Although this book is challenging and uses challenging examples, the subject matter is appropriate for Christian teens. They will need to think, true, but they will not be taught evil, immorality, modern political correctness, or revisionism.
Our family has been able to understand other books more deeply because of insights gained from How to Read a Book. Thus studying this one book has had a huge impact on everything we learn from other books. It both enhances the time spent reading and increases our efficiency in understanding new material.
I highly recommend How to Read a Book: The Classic Guide to Intelligent Reading for all teens whose studies involve a lot of reading, and for their moms as well.
Disclosure: I do not receive any compensation for my reviews, and my opinions are entirely my own.
–Written by Annie Kate, a Christian homeschooling mom of five, who reviews and blogs at Tea Time with Annie Kate. You can read her other Curriculum Choice reviews here.
-originally published August 2011
I taught a group of highschoolers literature last year, and I required them to read this book in two weeks. Then we used what we learned in the book, to help us read and understand some classics such as The Odyssey, The Aenid, Confessions, Dante’s Inferno, Julius Caesar, etc… It’s an invaluable book! I think everybody should read it once a year. By the way, the highschoolers survived my class and got much more out of it then they would have without having read “How to Read a Book”.
Yes, any intense literature course should start with this book.
I cannot imagine reading it every year, although it would be a good idea if there was enough time…. Right now I’m struggling to keep up with my teens’ reading, and that’s all I have time for. (One’s into Dickens and one’s reading Kant.) Thanks to How to Read a Book, I can manage, though.

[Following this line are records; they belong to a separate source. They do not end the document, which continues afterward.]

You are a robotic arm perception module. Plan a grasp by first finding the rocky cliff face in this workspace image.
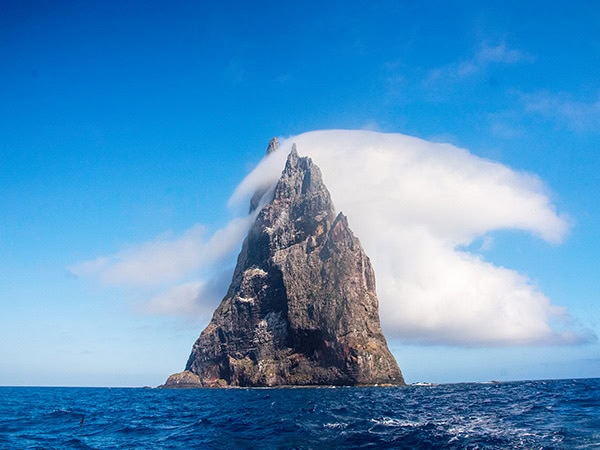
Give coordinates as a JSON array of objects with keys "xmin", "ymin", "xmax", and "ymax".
[{"xmin": 166, "ymin": 144, "xmax": 404, "ymax": 387}]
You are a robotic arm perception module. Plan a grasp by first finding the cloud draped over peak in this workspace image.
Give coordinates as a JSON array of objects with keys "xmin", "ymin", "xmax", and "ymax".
[
  {"xmin": 71, "ymin": 130, "xmax": 590, "ymax": 346},
  {"xmin": 231, "ymin": 130, "xmax": 582, "ymax": 345}
]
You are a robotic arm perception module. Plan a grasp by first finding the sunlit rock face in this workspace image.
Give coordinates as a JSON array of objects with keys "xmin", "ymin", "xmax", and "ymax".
[{"xmin": 167, "ymin": 143, "xmax": 404, "ymax": 387}]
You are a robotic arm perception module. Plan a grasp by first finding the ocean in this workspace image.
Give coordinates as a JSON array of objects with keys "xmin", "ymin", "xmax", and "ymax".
[{"xmin": 0, "ymin": 379, "xmax": 600, "ymax": 449}]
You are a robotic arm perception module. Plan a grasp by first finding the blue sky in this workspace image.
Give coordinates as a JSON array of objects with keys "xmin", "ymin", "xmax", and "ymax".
[{"xmin": 0, "ymin": 1, "xmax": 600, "ymax": 386}]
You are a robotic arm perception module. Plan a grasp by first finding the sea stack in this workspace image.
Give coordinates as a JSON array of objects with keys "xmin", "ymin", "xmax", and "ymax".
[{"xmin": 164, "ymin": 141, "xmax": 404, "ymax": 387}]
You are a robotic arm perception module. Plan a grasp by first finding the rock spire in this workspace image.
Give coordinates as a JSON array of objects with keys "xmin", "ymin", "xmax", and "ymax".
[{"xmin": 165, "ymin": 141, "xmax": 404, "ymax": 387}]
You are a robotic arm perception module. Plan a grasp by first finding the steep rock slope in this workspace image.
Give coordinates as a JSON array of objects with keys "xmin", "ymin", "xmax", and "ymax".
[{"xmin": 166, "ymin": 142, "xmax": 404, "ymax": 387}]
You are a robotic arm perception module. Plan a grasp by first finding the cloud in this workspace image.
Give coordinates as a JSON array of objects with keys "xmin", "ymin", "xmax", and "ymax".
[
  {"xmin": 68, "ymin": 217, "xmax": 251, "ymax": 286},
  {"xmin": 425, "ymin": 42, "xmax": 532, "ymax": 84},
  {"xmin": 71, "ymin": 130, "xmax": 594, "ymax": 346},
  {"xmin": 232, "ymin": 131, "xmax": 583, "ymax": 345},
  {"xmin": 138, "ymin": 271, "xmax": 231, "ymax": 320},
  {"xmin": 520, "ymin": 91, "xmax": 600, "ymax": 131}
]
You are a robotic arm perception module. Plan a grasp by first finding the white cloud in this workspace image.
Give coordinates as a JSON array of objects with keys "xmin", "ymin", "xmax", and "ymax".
[
  {"xmin": 71, "ymin": 130, "xmax": 589, "ymax": 345},
  {"xmin": 68, "ymin": 217, "xmax": 251, "ymax": 286},
  {"xmin": 232, "ymin": 131, "xmax": 579, "ymax": 345}
]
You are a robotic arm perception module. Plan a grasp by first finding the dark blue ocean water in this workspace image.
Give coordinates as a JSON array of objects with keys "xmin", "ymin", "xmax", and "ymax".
[{"xmin": 0, "ymin": 379, "xmax": 600, "ymax": 449}]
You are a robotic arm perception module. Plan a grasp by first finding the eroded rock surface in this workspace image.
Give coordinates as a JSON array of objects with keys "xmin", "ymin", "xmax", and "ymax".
[{"xmin": 166, "ymin": 146, "xmax": 404, "ymax": 387}]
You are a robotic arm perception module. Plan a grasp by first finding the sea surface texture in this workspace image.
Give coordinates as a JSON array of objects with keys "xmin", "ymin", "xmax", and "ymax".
[{"xmin": 0, "ymin": 379, "xmax": 600, "ymax": 449}]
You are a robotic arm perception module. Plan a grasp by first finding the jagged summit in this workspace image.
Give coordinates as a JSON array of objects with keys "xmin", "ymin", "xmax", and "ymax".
[{"xmin": 166, "ymin": 144, "xmax": 404, "ymax": 387}]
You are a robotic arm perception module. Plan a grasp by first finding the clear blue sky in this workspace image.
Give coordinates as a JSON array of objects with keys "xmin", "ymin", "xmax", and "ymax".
[{"xmin": 0, "ymin": 1, "xmax": 600, "ymax": 385}]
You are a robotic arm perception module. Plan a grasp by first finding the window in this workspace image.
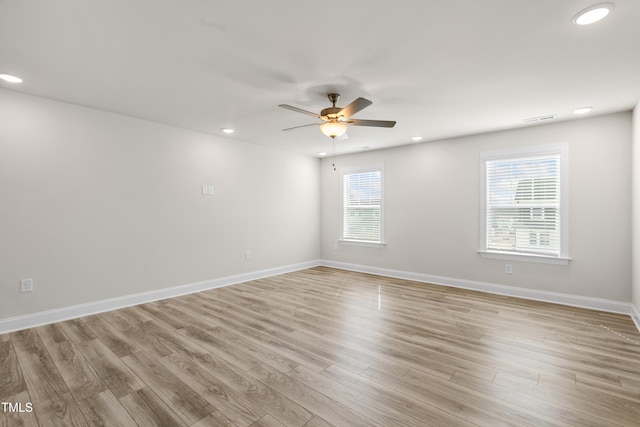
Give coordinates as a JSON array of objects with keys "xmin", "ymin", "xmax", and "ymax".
[
  {"xmin": 341, "ymin": 165, "xmax": 383, "ymax": 244},
  {"xmin": 480, "ymin": 144, "xmax": 569, "ymax": 263}
]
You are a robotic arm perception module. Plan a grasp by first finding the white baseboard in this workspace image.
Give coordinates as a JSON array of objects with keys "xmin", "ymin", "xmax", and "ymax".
[
  {"xmin": 322, "ymin": 260, "xmax": 640, "ymax": 316},
  {"xmin": 0, "ymin": 260, "xmax": 640, "ymax": 334},
  {"xmin": 0, "ymin": 261, "xmax": 321, "ymax": 334},
  {"xmin": 631, "ymin": 304, "xmax": 640, "ymax": 332}
]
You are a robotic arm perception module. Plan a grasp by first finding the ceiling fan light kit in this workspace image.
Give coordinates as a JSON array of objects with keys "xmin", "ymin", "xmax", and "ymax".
[
  {"xmin": 573, "ymin": 2, "xmax": 616, "ymax": 25},
  {"xmin": 320, "ymin": 120, "xmax": 347, "ymax": 139},
  {"xmin": 279, "ymin": 93, "xmax": 396, "ymax": 139}
]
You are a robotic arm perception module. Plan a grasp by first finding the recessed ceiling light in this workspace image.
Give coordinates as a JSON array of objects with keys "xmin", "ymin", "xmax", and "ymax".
[
  {"xmin": 522, "ymin": 114, "xmax": 556, "ymax": 123},
  {"xmin": 573, "ymin": 3, "xmax": 616, "ymax": 25},
  {"xmin": 573, "ymin": 107, "xmax": 593, "ymax": 114},
  {"xmin": 0, "ymin": 74, "xmax": 22, "ymax": 83}
]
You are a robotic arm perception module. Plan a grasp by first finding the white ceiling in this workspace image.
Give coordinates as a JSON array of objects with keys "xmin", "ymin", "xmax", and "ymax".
[{"xmin": 0, "ymin": 0, "xmax": 640, "ymax": 156}]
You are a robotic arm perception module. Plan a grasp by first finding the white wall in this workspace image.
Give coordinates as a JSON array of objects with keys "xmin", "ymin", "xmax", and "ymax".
[
  {"xmin": 320, "ymin": 113, "xmax": 631, "ymax": 303},
  {"xmin": 632, "ymin": 103, "xmax": 640, "ymax": 320},
  {"xmin": 0, "ymin": 90, "xmax": 320, "ymax": 319}
]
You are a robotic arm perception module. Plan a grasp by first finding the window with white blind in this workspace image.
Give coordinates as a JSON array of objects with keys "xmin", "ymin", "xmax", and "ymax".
[
  {"xmin": 480, "ymin": 144, "xmax": 569, "ymax": 263},
  {"xmin": 341, "ymin": 165, "xmax": 383, "ymax": 244}
]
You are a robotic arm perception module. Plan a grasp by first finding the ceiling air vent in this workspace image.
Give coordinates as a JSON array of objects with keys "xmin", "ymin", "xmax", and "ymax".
[{"xmin": 523, "ymin": 114, "xmax": 556, "ymax": 123}]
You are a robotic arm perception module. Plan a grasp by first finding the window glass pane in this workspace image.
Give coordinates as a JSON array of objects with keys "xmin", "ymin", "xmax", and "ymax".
[
  {"xmin": 486, "ymin": 155, "xmax": 560, "ymax": 256},
  {"xmin": 342, "ymin": 170, "xmax": 382, "ymax": 242}
]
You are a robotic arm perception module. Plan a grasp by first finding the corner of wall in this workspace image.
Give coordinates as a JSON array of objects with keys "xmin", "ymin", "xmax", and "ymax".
[{"xmin": 631, "ymin": 101, "xmax": 640, "ymax": 331}]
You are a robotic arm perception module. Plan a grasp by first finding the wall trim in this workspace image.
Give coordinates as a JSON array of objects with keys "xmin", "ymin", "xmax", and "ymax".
[
  {"xmin": 0, "ymin": 260, "xmax": 321, "ymax": 334},
  {"xmin": 0, "ymin": 260, "xmax": 640, "ymax": 334},
  {"xmin": 631, "ymin": 304, "xmax": 640, "ymax": 332},
  {"xmin": 322, "ymin": 260, "xmax": 640, "ymax": 318}
]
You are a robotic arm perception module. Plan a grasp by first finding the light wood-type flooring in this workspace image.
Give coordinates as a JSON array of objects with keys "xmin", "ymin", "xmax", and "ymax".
[{"xmin": 0, "ymin": 267, "xmax": 640, "ymax": 427}]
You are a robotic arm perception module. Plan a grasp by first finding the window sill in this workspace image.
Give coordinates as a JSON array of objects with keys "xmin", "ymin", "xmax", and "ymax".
[
  {"xmin": 338, "ymin": 239, "xmax": 386, "ymax": 248},
  {"xmin": 478, "ymin": 251, "xmax": 571, "ymax": 265}
]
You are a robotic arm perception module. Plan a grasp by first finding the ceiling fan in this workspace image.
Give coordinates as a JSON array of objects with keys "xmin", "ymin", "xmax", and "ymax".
[{"xmin": 279, "ymin": 93, "xmax": 396, "ymax": 139}]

Thank you for this review, Annie Kate. I came over from your blog post on this year’s planning. I am wondering how many paragraphs a day you require of your children? Or do you go by chapters?
Thanks so much,
Annie Kate says
I simply decide how far I want them to get that year and then divide that by 36 weeks and give them page numbers to finish each week. I want them to really absorb the material, so I spread it out over 3-4 years. They can’t forget it that way. The later sections about how to read the different kinds of literature, I just assign one section every week or two. They are not worth summarizing paragraph by paragraph, but rather chapter by chapter.
I hope that helps!
Thanks Annie Kate. I’ll have to have a closer look at the book. We read the first chapter last year, and didn’t really do anything with it!
What a great review. I have a question — would this be helpful for me (as a mom who reads aloud a lot) to read — would it help me in reading aloud to my children? Thanks!
Annie Kate says
I think it would. It will help you select books more confidently and quickly. It will also help you if you want to find background material for the books you read aloud.
Have you read or done anything with How to speak, How to Listen? Thoughts?
Also, what age do think this could begin? I want my son to slow down and truly comprehend and think through what he reads.
Annie Kate says
No, Annie, I have not used How to Speak, How to LIsten.
Many suggest that How to Read a Book can be started around grade 7, but often grade 9 or 10 is better. It depends on the teen’s character, abilities, and enthusiasm.
Most kids will not slow down their reading and think on their own, and I found that forcing them to often made them enjoy the book much less and hence absorb it less. It’s a difficult balancing act. If they are interested in it, they will get what they are ready for, and a bit of discussion really helps.
When they are older and understand the ideas in How to Read a Book this goes more easily. I wish you success!